LadyinCement · 06/07/2017 09:16

I see in the news that millions are trying to cross the Med to reach Europe. I visit Italy frequently to visit family and it is no exaggeration - there are huge groups of young men hanging about with no status and no purpose. They are lying about in parks/by the sea all day. At one major station I had to pass armed guards linking arms at the barriers as otherwise the men try to board the trains to ride round. They receive an amount of money every day and accommodation, but there is no hope of work - Italy has very high unemployment. Of course they want to reach Germany/Sweden/Britain and don't want to be in Italy at all.

What is the solution? Europe cannot possibly absorb vast numbers, especially lone young men.

OP posts:
PhilODox · 06/07/2017 09:20

Millions? Really? Or rather thousands?

hiimmumma · 06/07/2017 09:20

Help them
Let them in. Register them.
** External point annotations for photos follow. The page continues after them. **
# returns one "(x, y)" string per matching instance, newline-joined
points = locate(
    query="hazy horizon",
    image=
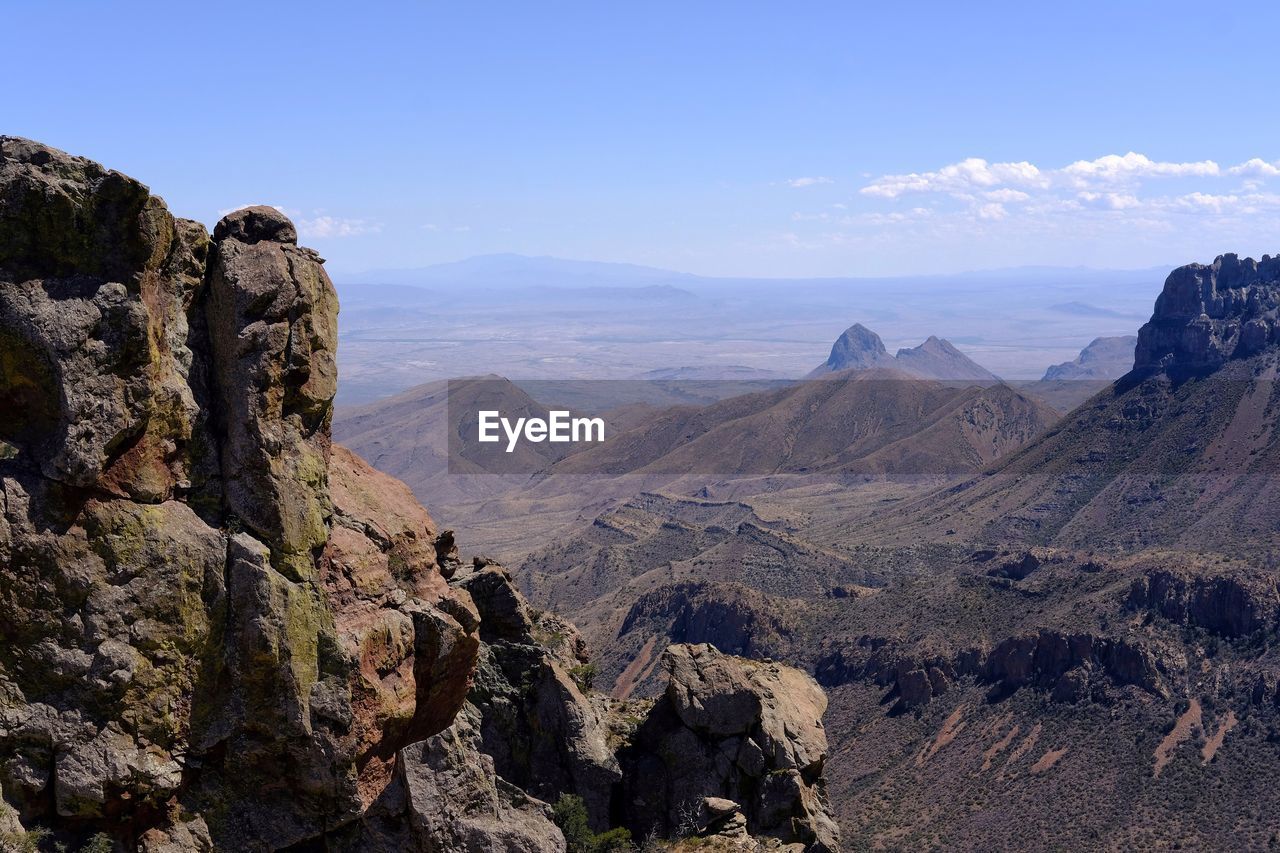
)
(727, 140)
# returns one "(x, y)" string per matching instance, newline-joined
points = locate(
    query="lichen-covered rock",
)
(543, 733)
(97, 282)
(273, 319)
(202, 643)
(744, 730)
(219, 632)
(457, 802)
(414, 639)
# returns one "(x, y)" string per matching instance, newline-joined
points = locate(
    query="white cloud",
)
(324, 227)
(1115, 167)
(1257, 167)
(973, 173)
(1006, 195)
(1110, 200)
(808, 182)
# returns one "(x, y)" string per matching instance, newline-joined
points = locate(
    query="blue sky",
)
(768, 138)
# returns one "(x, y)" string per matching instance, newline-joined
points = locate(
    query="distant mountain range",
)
(860, 349)
(1104, 359)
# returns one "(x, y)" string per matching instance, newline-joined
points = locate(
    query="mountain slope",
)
(1102, 359)
(859, 422)
(1182, 452)
(860, 349)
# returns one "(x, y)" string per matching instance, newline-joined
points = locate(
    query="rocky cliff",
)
(860, 349)
(219, 630)
(1210, 314)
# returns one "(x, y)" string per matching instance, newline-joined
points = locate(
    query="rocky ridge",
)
(219, 629)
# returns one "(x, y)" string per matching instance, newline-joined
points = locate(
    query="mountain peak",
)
(938, 359)
(860, 349)
(1210, 314)
(856, 347)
Help them get work and make a life.
Things must be pretty crappy for them at home for this to be a better option of living.
If we 'clamp down' on immigration then it's going to get worse here too.

Sinuhe · 06/07/2017 09:21

Cake, Brew & armchair.

Please come along and wave the magic wand!

MorrisZapp · 06/07/2017 09:23

Let them in and house them where?

UrsulaPandress · 06/07/2017 09:23

I think the figures are over a million since 2015.

And I don't have a solution.

MumIsRunningAMarathon · 06/07/2017 09:27

A million over 2 years.... still a lot

If life is so bad they have left their homes..... where are the rest of their families? Were they the main breadwinners and have now left families to fend for themselves?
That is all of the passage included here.